Problem: Currently we want user to input the datasets in real space that will be used for the preview pipeline. Otherwise, we by default read from the dataset in preview space, which will result in creating an empty dataset in preview space and read nothing.
Goal: Dynamically figure out what is the real dataset and make sure writing is not happen in preview space.
Approach:
Overview: We will get rid of the realDatasets set which was originally designed to be provided by user. Now PreviewDatasetFramework is only responsible for creating datasets in preview space. When get the dataset, we will get system datasets from preview space and user dataset from real space, or if the arguments specify which space to read from.
- Provide NoopOutputFormat for the sink
- Since if the dataset name exists in real space, it is impossible to tell whether to use it for the pipeline. So we want to have a NoopOutputFormat which will write nothing to the dataset.
- In order to make sure writing will not happen in real space, we will not let sink write anything to the datasets.
- With a NoopOutputFormat, no write will happen for the sink and in the meantime, all the logic in transform will be preserved and tested by the preview run.
- Expose if the pipeline is running in preview mode to the source plugins
- Since our pipeline accepts runtime arguments for the name of the plugin properties, sometimes we will not know the name of the dataset until runtime, therefore, letting the plugin know the pipeline is running in preview mode will help us read and create the dataset.
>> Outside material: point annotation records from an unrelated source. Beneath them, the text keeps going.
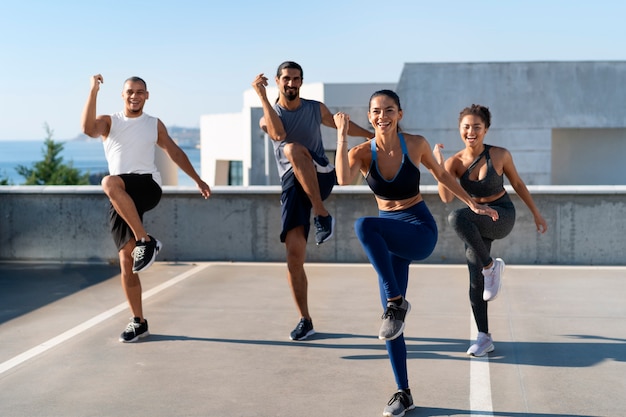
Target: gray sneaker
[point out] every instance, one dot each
(493, 279)
(399, 403)
(483, 345)
(393, 320)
- Some of the sources will create dataset at runtime to do some writing, e,g. FileBatchSource has a timeTable which records the last read time. We need to make sure we do not create these datasets in real space while running in preview mode.
- For datasets that requires reading, we check if the dataset exists in real space, if so we read from it. If not, create one in preview space. For datasets that requires writing, we ONLY create in preview space.
- Improve PreviewStore performance
- Since the records are StructuredRecord, it is easy to serialize it.